The Landscape of Pediatric Precision Oncology: Program Design, Actionable Alterations, and Clinical Trial Development

Round 1

Reviewer 1 Report

Karin Langenberg, Eleonora Looze and Jan Molenaar present a comprehensive review of the current landscape of precision medicine in pediatric cancer. They address several key elements. The manuscript is well written and it is also very informative. The authors have to be congratulated for this effort.

I have nevertheless some comments.

Major:                   

• The authors need to explain what has been the methodology to identify and describe the precision medicine studies that they describe in section 4:
  1. Not all the studies in Figure 1 appear in Table 1 or in the text (lines 105-114). For instance, the PRISMA study only appears in Figure 1 but not in the other two parts. Please make sure there is a consistent list of studies in the three parts (text, figure and table). If not all studies have to appear in all three parts, then please explain the reasoning.
  2. Please, also explain how the size of the circumference has been estimated: Is it by samples included/samples analyzed/patients included? If it is patients included, please then add a column with patients included in Table 1 besides the columns of samples included/samples analyzed.
  3. Please, describe what has been the search methodology to get to the published reports (e.g. timeframe of research [from 20xx to 20xx, date of last research performed, consort diagram, keywords, limits, etc; these are some examples, not all needed to be given but at least to be considered to be included). I particularly miss the pediatric study PROFILE (https://ascopubs.org/doi/full/10.1200/PO.20.00023); also, not clear to me what has been the criteria to include molecular profiling studies in this analysis, since there are reports describing molecular platforms which are not listed here (e.g. https://journals.plos.org/plosone/article?id=10.1371/journal.pone.0224227). Lines 126-131 are an attempt to describe the methodology. Please put in a separate paragraph/section.
  4. Table 1 needs footnotes to explain abbreviations.
  5. What is the meaning of the column “% of targeted therapy”. Does this mean patients that ultimately received targeted therapy? If yes, please explain more accurately in that heading.

Minor:

• Line 8: I think there is a typo mistake “ with the goal is…”. It may be rather with the goal of or which goal is. Please correct.
• Line 65-73: This is a whole section of limitations, difficulties, etc. I think that this sort of information may be better placed under section 13 or 14 where this is discussed in the context of the current perspectives of molecular profiling. More concrete, lines 65 to 73 are not limited to adults but also children. Also
• Lines 82-98 need to be more accurately referenced after each block of information provided.
• Line 92: What do the authors want to mean by “stressing the need…”? I guess they want to highlight the fact that mutational analysis only may not be sufficient to identify other alterations such as CNV or structural variations which may only be got by means of WES. If the authors agree, a separate small section/table with a brief description of current available technologies (WES, RNAseq, etc) and pros/cons may be very useful for the reader to understand what are the limitations and scope of each technique and how/when to use them. They do an attempt on line 173 that may be expanded. Otherwise, the message the authors want to transmit here is diluted and not clear.
• Line 105: What do the authors want to mean by (pilot). Much of them are not pilot anymore.
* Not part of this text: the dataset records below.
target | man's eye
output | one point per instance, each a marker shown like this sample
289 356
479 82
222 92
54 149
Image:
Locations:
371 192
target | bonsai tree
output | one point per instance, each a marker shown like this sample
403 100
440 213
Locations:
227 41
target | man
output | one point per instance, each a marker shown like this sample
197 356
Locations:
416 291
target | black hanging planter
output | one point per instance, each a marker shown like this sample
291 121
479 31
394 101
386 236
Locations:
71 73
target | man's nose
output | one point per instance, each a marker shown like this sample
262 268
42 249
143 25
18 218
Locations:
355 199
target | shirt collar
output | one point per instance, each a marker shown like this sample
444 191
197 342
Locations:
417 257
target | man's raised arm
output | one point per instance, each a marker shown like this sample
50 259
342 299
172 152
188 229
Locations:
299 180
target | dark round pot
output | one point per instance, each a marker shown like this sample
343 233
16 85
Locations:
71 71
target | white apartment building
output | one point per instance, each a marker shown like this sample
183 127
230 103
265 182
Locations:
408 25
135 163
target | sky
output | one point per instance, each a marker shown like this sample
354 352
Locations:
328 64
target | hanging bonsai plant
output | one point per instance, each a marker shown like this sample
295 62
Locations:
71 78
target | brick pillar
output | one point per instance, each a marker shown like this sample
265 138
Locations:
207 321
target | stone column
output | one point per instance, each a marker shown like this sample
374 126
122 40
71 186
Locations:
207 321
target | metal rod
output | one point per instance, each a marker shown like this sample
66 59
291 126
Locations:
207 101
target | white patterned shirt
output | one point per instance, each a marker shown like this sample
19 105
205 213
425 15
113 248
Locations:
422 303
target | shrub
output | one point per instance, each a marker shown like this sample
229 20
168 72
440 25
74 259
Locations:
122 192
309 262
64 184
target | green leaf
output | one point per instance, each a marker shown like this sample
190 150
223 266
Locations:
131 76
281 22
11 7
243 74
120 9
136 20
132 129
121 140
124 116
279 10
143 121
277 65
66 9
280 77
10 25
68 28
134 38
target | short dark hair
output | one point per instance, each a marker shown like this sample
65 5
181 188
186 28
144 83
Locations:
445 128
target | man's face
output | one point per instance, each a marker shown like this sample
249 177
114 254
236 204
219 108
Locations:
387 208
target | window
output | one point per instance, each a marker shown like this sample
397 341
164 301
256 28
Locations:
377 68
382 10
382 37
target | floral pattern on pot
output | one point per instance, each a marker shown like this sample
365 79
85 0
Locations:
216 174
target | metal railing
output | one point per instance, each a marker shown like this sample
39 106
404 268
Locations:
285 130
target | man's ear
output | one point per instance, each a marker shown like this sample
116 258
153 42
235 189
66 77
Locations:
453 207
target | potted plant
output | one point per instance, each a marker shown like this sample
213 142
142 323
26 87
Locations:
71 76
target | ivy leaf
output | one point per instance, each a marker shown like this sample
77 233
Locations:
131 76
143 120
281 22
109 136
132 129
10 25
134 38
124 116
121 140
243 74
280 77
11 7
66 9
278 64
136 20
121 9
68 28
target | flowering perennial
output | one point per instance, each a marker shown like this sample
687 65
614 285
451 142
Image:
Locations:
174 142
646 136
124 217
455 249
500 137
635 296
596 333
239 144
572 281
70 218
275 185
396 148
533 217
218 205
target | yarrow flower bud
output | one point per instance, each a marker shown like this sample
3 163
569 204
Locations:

In this same paragraph, I do not see much interest on commenting on the fact that the SM-PAEDS study is not yet reported, as it may be the case for the SPECTA from the EORTC for instance, or others that are still running. Please consider to remove or explain better the fact why to keep this. I think this may be better solved when the authors explain more accurately the methodology to get to these studies.
• Line 115: “the feasibility and potential (…)”. What do they want to mean with “potential”? Potential interest, potential benefit, or simply potential as an adjective?
• Line 144: I think that the discussion of when including these patients is larger than the two only time points the authors mention. It is debatable whether to include all R/R patients, or whether they consider HR also to these R/R or those who do not achieve meaningful responses after induction which is known to be a poor prognostic factor.
• Line 331-339: The description in a row of three studies (ESMART, etc) is relatively superficial and does not capture the essence of these studies. I am not sure how of interest is to use these descriptions. I think better to remove. Also the last sentence (Line 336-338) is rather obvious and maybe superfluous.
• Line 341-351: This is better under section 13/Discussion. Please consider my other comment on to group all these elements that are of debate under a single section which makes more identifiable the concepts that the authors want to highlight and debate.
• Line 339: This definition of umbrella / basket studies is out of context. Please remove.
• Table 1: Heading program name, consider also adding below “Sponsor” since the letters in italic refer to the sponsor.
• Some genes are listed in italics while others in regular. Please homogenize.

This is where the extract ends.